The analysis of controls stresses the variety of approaches that managers follow to make results conform to plans. At the basis of control is the fact that the outcome of plans is dependent on the people who carry them out. For instance, a poor educational system cannot be controlled by criticizing its product, the unfortunate graduate, a factory turning out inferior products cannot be controlled by consigning products to the scrap heap; and a firm plagued with customer complaints cannot be controlled by ignoring the complainers. Responsibility for controllable deviations lies with whoever has made unfortunate decisions. Any hope of abolishing unsatisfactory results lies in changing the future actions of the responsible person, through additional training, modification of procedures, or new policy.

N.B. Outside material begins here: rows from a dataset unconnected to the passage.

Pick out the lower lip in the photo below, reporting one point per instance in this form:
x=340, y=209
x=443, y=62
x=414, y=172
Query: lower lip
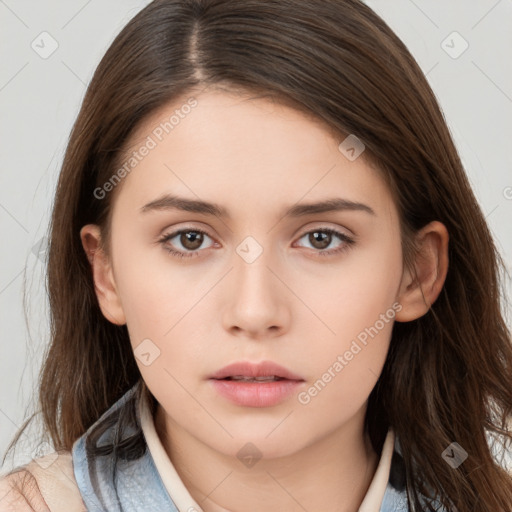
x=256, y=394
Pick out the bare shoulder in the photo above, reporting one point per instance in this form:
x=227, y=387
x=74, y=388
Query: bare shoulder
x=46, y=484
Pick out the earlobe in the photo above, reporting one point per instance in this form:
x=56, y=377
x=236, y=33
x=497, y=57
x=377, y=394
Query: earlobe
x=421, y=286
x=103, y=277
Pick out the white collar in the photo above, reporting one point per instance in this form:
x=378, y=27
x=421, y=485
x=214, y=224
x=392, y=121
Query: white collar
x=184, y=501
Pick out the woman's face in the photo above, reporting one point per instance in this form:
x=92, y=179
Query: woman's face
x=267, y=281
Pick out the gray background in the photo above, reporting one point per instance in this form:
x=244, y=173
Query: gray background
x=40, y=98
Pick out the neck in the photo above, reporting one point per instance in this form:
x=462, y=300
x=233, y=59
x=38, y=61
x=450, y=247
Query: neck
x=331, y=474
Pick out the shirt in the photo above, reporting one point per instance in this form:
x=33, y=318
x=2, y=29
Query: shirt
x=144, y=478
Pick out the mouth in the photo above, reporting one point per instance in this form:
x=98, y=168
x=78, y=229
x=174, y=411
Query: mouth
x=260, y=379
x=264, y=384
x=245, y=371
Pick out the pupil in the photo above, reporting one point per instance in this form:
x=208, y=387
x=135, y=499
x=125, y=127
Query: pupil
x=320, y=244
x=191, y=240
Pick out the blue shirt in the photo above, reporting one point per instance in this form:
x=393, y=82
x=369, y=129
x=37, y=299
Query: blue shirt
x=134, y=482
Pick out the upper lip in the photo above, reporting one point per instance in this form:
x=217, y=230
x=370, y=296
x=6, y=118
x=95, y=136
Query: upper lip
x=262, y=369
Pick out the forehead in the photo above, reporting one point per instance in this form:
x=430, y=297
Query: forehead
x=226, y=147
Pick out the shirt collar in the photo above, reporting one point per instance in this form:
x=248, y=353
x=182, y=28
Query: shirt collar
x=379, y=486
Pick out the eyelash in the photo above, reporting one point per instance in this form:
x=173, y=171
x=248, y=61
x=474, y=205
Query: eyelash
x=190, y=254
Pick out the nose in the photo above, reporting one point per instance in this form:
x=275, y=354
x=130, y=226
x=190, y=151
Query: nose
x=257, y=304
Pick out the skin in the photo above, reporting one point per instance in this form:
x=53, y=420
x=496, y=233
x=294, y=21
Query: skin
x=292, y=305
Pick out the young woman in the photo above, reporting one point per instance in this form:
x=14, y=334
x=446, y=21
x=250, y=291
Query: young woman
x=271, y=285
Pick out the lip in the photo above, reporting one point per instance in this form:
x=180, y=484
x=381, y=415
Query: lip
x=256, y=394
x=262, y=369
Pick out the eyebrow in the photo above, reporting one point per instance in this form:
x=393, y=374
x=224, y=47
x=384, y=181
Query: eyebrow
x=172, y=202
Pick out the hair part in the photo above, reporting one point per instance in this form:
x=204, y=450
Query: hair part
x=448, y=375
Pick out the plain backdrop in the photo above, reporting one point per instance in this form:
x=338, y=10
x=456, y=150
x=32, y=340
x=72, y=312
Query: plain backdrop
x=463, y=46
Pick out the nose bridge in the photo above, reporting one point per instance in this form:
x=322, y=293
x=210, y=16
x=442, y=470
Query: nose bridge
x=257, y=300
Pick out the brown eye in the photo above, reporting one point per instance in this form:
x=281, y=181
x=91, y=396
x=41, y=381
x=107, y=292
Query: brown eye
x=185, y=243
x=191, y=240
x=320, y=239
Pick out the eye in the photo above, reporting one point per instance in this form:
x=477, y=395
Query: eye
x=322, y=238
x=189, y=239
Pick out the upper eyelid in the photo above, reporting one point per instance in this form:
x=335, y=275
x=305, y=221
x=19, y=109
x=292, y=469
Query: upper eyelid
x=336, y=231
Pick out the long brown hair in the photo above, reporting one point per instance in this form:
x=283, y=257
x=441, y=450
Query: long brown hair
x=448, y=375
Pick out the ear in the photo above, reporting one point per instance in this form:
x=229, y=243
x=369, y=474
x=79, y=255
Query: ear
x=421, y=285
x=103, y=276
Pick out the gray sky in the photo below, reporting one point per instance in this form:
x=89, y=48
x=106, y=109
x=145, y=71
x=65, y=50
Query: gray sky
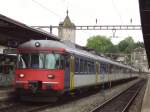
x=81, y=12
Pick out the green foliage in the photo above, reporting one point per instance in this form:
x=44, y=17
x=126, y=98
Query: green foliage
x=100, y=44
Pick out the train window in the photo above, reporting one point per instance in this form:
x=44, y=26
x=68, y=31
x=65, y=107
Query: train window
x=41, y=60
x=23, y=61
x=62, y=62
x=52, y=61
x=37, y=60
x=103, y=68
x=85, y=67
x=77, y=65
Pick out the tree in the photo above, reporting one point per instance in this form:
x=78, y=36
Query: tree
x=100, y=44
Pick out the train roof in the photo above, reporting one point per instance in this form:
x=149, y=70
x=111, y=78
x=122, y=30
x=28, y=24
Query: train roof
x=73, y=50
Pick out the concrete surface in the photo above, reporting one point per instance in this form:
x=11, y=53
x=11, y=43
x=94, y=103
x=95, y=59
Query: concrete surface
x=146, y=100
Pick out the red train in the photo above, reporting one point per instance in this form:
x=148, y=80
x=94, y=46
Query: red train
x=48, y=68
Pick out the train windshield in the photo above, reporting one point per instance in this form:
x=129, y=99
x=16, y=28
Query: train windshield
x=41, y=61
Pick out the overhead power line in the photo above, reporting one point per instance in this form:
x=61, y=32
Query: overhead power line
x=44, y=7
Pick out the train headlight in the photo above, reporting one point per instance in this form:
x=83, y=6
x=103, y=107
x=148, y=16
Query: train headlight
x=37, y=44
x=50, y=76
x=21, y=75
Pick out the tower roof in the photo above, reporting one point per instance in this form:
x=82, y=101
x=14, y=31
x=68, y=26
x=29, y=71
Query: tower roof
x=67, y=22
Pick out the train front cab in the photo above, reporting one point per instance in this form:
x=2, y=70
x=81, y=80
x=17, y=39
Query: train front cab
x=40, y=73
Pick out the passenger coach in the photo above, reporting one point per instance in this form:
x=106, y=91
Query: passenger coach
x=48, y=68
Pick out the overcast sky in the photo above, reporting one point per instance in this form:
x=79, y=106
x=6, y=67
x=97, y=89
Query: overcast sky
x=81, y=12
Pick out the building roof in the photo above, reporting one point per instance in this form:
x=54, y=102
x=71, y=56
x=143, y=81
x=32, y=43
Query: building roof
x=67, y=22
x=19, y=32
x=145, y=21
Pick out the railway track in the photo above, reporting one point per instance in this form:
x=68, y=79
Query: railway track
x=34, y=107
x=121, y=102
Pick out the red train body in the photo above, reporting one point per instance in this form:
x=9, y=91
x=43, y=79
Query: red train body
x=50, y=68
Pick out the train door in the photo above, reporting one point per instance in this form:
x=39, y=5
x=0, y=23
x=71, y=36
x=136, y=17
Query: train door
x=97, y=72
x=67, y=72
x=72, y=72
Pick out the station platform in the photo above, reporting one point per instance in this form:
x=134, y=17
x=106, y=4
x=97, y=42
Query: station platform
x=6, y=93
x=146, y=100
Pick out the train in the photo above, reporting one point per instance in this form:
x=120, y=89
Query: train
x=46, y=69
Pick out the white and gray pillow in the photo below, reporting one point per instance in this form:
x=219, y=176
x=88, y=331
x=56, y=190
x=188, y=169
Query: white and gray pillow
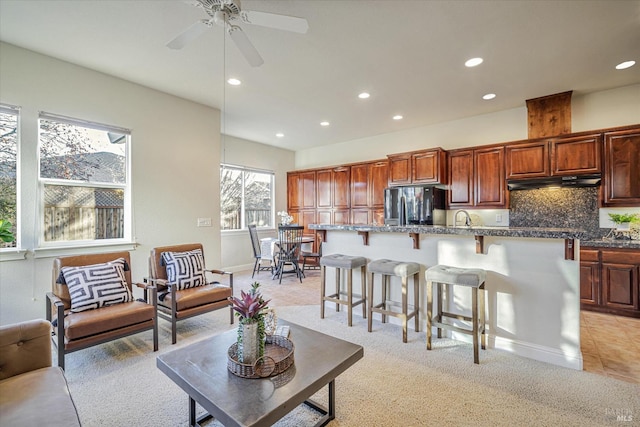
x=185, y=269
x=97, y=285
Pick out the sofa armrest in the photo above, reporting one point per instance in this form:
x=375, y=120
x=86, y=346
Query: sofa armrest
x=24, y=347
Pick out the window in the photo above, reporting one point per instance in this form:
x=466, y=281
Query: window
x=8, y=170
x=246, y=197
x=84, y=184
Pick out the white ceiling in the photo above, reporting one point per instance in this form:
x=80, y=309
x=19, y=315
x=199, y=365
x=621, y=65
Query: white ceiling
x=408, y=54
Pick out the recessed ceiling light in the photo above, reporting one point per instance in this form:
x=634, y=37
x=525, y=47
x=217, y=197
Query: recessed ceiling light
x=625, y=64
x=473, y=62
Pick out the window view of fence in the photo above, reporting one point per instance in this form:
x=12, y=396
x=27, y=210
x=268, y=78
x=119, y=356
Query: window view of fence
x=84, y=180
x=8, y=172
x=246, y=197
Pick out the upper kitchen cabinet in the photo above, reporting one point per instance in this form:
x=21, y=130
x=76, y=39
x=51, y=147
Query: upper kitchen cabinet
x=576, y=155
x=527, y=160
x=477, y=178
x=368, y=181
x=571, y=155
x=301, y=190
x=341, y=187
x=622, y=168
x=419, y=167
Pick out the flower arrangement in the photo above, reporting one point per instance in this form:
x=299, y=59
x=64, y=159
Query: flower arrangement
x=622, y=218
x=249, y=306
x=5, y=231
x=285, y=218
x=251, y=329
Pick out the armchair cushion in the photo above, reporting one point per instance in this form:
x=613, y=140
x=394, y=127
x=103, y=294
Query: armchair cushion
x=185, y=269
x=97, y=285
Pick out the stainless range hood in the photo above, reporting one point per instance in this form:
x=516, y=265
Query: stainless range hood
x=574, y=181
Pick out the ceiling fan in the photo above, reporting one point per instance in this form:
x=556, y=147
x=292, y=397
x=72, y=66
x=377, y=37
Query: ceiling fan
x=225, y=13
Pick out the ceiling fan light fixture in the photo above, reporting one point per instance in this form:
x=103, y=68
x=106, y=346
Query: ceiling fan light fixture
x=473, y=62
x=624, y=65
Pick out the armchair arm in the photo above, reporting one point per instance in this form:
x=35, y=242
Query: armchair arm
x=24, y=347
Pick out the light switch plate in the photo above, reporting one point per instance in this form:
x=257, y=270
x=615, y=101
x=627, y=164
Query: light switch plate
x=204, y=222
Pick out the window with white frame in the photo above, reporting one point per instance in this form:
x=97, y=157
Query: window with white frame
x=246, y=197
x=9, y=132
x=84, y=181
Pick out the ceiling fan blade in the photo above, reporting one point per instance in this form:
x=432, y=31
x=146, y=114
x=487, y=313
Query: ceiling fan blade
x=271, y=20
x=245, y=46
x=191, y=33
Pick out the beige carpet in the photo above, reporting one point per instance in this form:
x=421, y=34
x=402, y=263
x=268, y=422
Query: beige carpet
x=395, y=384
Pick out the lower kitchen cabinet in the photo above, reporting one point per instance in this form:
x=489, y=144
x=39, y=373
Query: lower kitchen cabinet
x=610, y=280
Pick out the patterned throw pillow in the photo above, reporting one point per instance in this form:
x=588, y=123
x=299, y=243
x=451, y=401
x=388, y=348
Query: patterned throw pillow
x=97, y=285
x=185, y=269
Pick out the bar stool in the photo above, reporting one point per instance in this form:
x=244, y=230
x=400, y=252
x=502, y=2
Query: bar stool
x=404, y=270
x=473, y=278
x=343, y=262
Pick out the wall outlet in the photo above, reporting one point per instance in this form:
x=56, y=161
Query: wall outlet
x=204, y=222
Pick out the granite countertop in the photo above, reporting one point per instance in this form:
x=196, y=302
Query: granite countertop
x=536, y=232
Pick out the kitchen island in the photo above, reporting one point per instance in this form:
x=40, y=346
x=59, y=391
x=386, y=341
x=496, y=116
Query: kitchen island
x=533, y=278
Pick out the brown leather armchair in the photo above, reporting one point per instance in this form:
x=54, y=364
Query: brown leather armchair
x=174, y=304
x=78, y=330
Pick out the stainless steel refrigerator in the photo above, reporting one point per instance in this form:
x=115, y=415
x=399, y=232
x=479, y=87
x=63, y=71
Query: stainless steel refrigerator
x=414, y=205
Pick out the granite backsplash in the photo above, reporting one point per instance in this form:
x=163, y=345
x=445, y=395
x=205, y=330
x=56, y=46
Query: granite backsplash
x=561, y=207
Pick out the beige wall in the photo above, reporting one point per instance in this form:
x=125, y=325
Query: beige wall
x=175, y=154
x=237, y=253
x=611, y=108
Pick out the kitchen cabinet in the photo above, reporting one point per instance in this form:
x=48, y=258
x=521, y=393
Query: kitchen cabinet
x=341, y=187
x=589, y=277
x=562, y=156
x=301, y=190
x=621, y=179
x=610, y=280
x=418, y=167
x=477, y=178
x=368, y=181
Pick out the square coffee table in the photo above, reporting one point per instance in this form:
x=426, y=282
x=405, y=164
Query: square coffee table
x=200, y=369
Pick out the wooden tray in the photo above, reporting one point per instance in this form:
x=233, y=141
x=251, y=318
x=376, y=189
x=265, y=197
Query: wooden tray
x=278, y=357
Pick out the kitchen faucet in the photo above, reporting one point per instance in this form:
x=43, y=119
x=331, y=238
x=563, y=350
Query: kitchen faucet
x=467, y=220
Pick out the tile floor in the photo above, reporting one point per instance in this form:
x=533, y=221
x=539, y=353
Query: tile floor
x=610, y=344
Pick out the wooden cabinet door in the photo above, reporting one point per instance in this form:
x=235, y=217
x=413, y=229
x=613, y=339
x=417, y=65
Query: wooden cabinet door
x=620, y=279
x=308, y=185
x=378, y=181
x=489, y=182
x=360, y=216
x=528, y=160
x=428, y=167
x=589, y=277
x=341, y=187
x=293, y=191
x=360, y=185
x=576, y=155
x=324, y=188
x=622, y=168
x=620, y=285
x=400, y=169
x=460, y=192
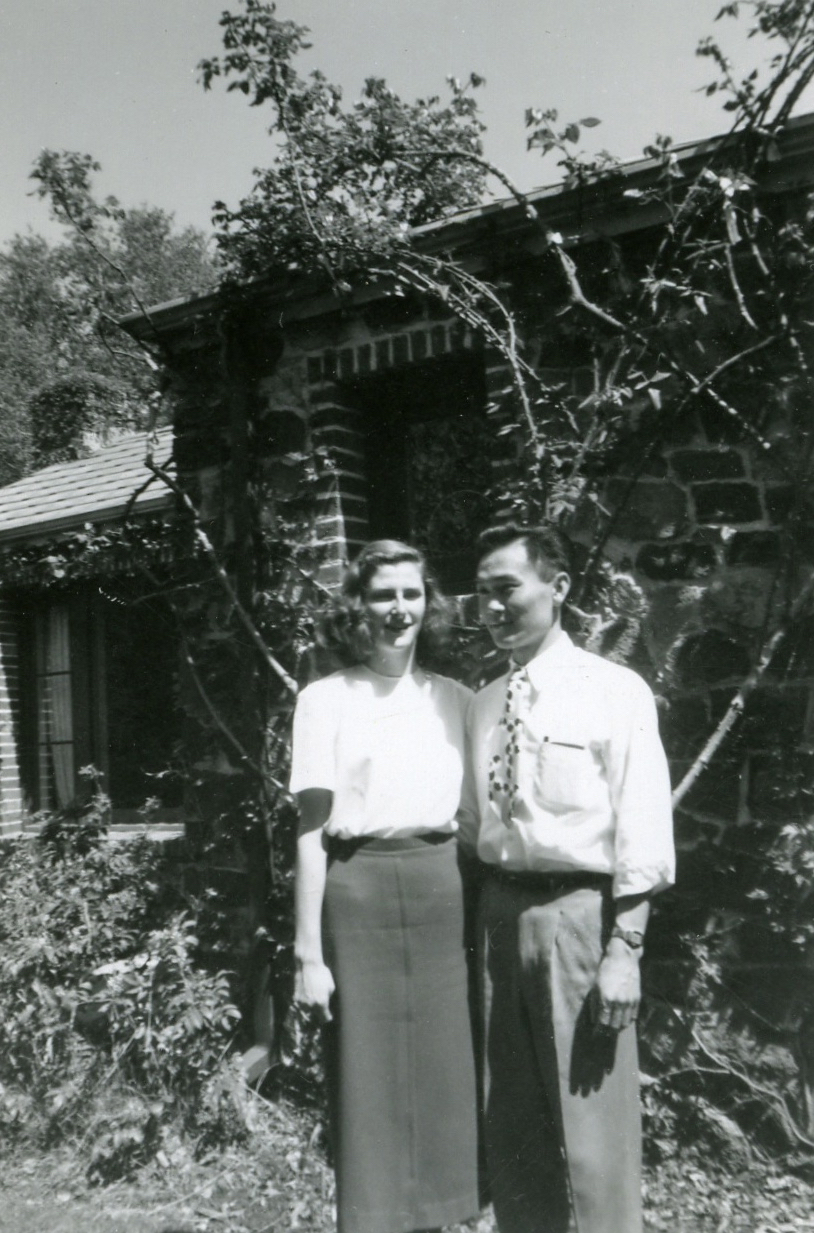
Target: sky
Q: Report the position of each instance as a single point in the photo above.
(117, 79)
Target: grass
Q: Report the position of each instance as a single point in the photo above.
(280, 1181)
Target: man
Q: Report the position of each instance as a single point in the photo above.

This is the crux of controlling the quality of management.

There are two ways of seeing to it that the responsible people modify future action. The normal procedure is to trace the cause of an unsatisfactory result back to the persons responsible for it and get them to correct their practices. This may be called direct control. The alternative in the area of management is to develop better managers who will skill fully apply concepts, techniques, and principles and who will look at managing and managerial problems from a systems point of view, thus eliminating undesirable results caused by poor management. This will be referred to as preventive control.

In every enterprise, hundreds, and even thousands, of standards are developed to compare the actual output of goods or services in terms of quantity, quality, time, and cost with plans. A negative deviation indicates in terms of goal achievement, cost, price, personnel, labor-hours, or machine hours that performance is less than good or normal or standard and that results are not conforming to plans.

Apple computer, Inc., enjoyed a phenomenal early success after it was founded in 1977 by Steve Wozniak, the technical expert, and Steve Jobs, the marketing genius.

However, success did not last for very long, partly because of the introduction of the IBM Personal Computer. In the early 1980s, in the view of some observers, Apple needed tighter control and a more professional approach to managing. John Sculley was lured from the Pepsi-Cola Company to give Apple a new direction.

To bring the company under control, Sculley employed cost-cutting measures to improve its profitability. At the same time, however, research and development expenditures were increased so that the company could remain a technological leader in the field. The firm was also reorganized to reduce duplication of efforts, to lower the break even point, and to reduce friction among the departments. To improve its effectiveness and efficiency, Apple introduced new reporting procedures. Furthermore, considerable efforts were made to control the inventory level, which is a serious problem in the personal-computer industry. These measures, combined with a successful strategy (Apple’s Macintosh computer is making inroads into business corporations which are dominated by IBM) and helped by the popularity of desktop publishing, resulted in an increase of over 150% in earnings in the 1986 fiscal year.